Le monde pourrait donc continuer d’être envahi par le livre papier et ce ironiquement rendu possible par les technologies numériques.
La librairie du futur ? Une expérience entre digital et interactions physiques
Le blogueur Vincent Demulière, Consultant Librairie sur son blog «La librairie est morte, vive la… ? évoque la possibilité d’installer des bornes tactiles connectées en magasin qui permettraient d’offrir une expérience interactive au client, de commander sur internet AVEC le client et de faire interagir les libraires et les clients grâce aux médias sociaux et ce, en magasin et on line.
Les librairies du futur ressembleront-elles à ce schéma ?

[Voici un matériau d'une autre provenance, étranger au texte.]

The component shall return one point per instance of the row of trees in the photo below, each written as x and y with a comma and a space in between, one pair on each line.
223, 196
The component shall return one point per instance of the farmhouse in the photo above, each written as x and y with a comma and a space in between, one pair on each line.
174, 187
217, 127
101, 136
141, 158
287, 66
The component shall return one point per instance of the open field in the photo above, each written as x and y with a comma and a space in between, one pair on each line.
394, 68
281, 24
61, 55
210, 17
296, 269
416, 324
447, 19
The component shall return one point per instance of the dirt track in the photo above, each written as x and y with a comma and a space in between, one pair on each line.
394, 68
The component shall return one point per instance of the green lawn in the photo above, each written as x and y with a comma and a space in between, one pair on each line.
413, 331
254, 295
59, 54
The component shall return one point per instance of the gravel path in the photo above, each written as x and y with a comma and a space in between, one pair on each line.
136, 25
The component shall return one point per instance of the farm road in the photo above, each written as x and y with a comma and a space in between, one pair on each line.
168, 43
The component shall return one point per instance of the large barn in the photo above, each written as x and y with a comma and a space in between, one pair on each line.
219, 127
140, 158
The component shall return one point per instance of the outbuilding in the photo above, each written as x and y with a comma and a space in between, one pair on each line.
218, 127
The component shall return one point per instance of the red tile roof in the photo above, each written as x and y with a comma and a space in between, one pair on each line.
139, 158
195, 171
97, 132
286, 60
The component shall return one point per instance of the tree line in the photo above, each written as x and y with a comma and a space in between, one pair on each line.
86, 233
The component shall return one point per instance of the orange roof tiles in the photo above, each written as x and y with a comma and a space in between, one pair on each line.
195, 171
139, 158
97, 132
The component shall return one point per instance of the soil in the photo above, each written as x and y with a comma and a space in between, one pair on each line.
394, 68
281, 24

Pour rivaliser avec l’achat en ligne ou compléter celui-ci, les espaces de ventes de demain doivent apporter une véritable « expérience » au visiteur, plus qu’un simple acte marchand : combiner loisir, conseils, divertissement ou apprentissage. Pourtant les librairies actuelles fournissent déjà une expérience inédite : se balader dans les allées ou les rangées et colonnes de livres s’empilent, sentir et toucher les livres neufs n’est-il pas déjà l’expérience ultime pour tout amateur de livres qui se respecte ? De plus les conseils et le suivi des libraires passionnés sont déjà très appréciables. Mais n’oublions pas qu’une librairie n’est pas une bibliothèque mais bien un commerce avec une logique de rentabilité. Aujourd’hui les prix au mètre carré dans les grandes villes sont tellement élevés que le stockage des produits est un vrai problème. Les librairies, comme les autres espaces de vente, sont touchés par la crise immobilière. Les sites comme Sarenza (pour ne citer que l’activité de la chaussure qui nécessite une large gamme de produits combinée à de nombreuses tailles et ce, dans des boites volumineuses) et autres sites de vente en ligne l’ont bien compris. Pas de boutiques matérielles, une vitrine digitale et un stock important dans des entrepôts délocalisés. Voilà le secret de la future librairie ?
On peut même imaginer que la librairie de demain n’aura qu’un seul livre en stock, celui qu’il expose. Le client passe commande et le reçoit 2 jours plus tard à son domicile. La personnalisation des livres pourrait alors jouer un rôle important.
Contenu Vs contenant ? Faux débat
Alors à la question que va devenir le livre papier ? La conclusion viendra d’un autre blogueur aux propos très pertinents, Anthony Nelzin dans son blog métro [zen] dodo, qui prétend que « La logique d’évolution du livre papier vers le numérique est valide. Le livre numérique est le successeur du livre de poche comme meilleur vecteur de transmission synchronique. Reste à répondre à l’impératif de transmission diachronique, d’héritage du contenu : peut-être faut-il garder un objet-livre à des fins d’archivage (le luxe favorisant la conservation), comme on a conservé la photographie argentique et la musique sur support matériel. Quoiqu’il en soit, aujourd’hui, le livre numérique est le livre.».
Il est donc possible que d’ici peu, il faille «tourner la page» d’une habitude de consommation mais pas du support en tant que tel.